Britain's plan is that the island should be self-sufficient when tourists arrive. The airport's £250 million price tag includes £50 million to cover its running costs for a decade. There are huge challenges. The biggest is to change the ‘them-and-us' mistrust that exists between the islanders and the small British administration.

For hundreds of years, Britain used the island simply as a fortress and naval base. But as ships stopped calling here, the economy declined. The Saints - a mixture of English personnel brought out to service the Royal Navy and freed African slaves - began to emigrate. The only local industry, making bags out of flax, stopped when Britain's Post Office started using nylon mailbags. Those left are mostly elderly. Wages are low, averaging £6,000 a year.

St Helena is one of 14 British overseas territories, former colonies too small or too poor to become independent. Many operate as tax havens, but this option is not open to remote St Helena.

To invigorate the island economy, Britain has set up Enterprise Saint Helena to offer help and incentives for small businesses. At the same time, it is pouring in money to upgrade the hospital, the island's only secondary school, the nature trails and other tourist attractions.

There is never going to be a market here for mass tourism - it is almost impossible to find a beach. But there are plenty of richer travellers who would pay to go rockclimbing or explore St Helena's steep dells with arum lilies, sleepy hamlets, the Napoleonic sites or the brightly coloured birds that exist only on the island.

To prepare for the tourists St Helena must move fast. There is an urgent need to build more hotels, upgrade roads and redevelop the Jamestown waterfront.

Many Saints are sceptical. Some have no wish to see the island change and do not believe the promise of more jobs. But most admit that without an airport, the island will die. In 20 years the population fell from 6,000 to 3,500 as the more ambitious Saints left to find work elsewhere. Some are now trickling home to take advantage of the construction boom.

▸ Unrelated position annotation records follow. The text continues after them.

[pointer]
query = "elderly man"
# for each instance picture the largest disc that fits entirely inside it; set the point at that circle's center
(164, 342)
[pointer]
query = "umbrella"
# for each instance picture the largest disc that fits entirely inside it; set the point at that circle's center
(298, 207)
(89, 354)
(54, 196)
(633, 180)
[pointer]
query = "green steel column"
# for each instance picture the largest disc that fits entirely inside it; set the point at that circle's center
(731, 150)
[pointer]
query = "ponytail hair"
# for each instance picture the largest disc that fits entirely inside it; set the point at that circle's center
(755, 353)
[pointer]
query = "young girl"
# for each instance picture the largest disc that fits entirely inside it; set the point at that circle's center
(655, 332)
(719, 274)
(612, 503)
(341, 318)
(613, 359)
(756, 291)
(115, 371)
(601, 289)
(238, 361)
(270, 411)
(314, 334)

Convincing the Saints to seize the first opportunity for 200 years for real growth is proving difficult. The British-led administration is reluctant to point out the harsh fact that British taxpayers see no reason to spend such large sums on so few people, and that when the present pump-priming pot of money runs out, the annual subsidy will be steadily cut back to zero.

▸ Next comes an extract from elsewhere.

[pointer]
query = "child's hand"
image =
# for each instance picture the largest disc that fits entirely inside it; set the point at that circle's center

For the moment, the place still has the dreamy feel of a lost world. There are no mobile phones, and the internet arrived only recently. There are two amateur radio stations and a new weekly newspaper to compete with the one run almost singlehandedly by a Swedish immigrant. But most news is transmitted by a friendly wave in the main street or by knots of Saints drinking South African beer in traditional pubs. It will all change. When the first plane touches down, St Helena will be utterly shaken up. The door of what was once Britain's Atlantic Alcatraz will be open. Will the Saints go marching in?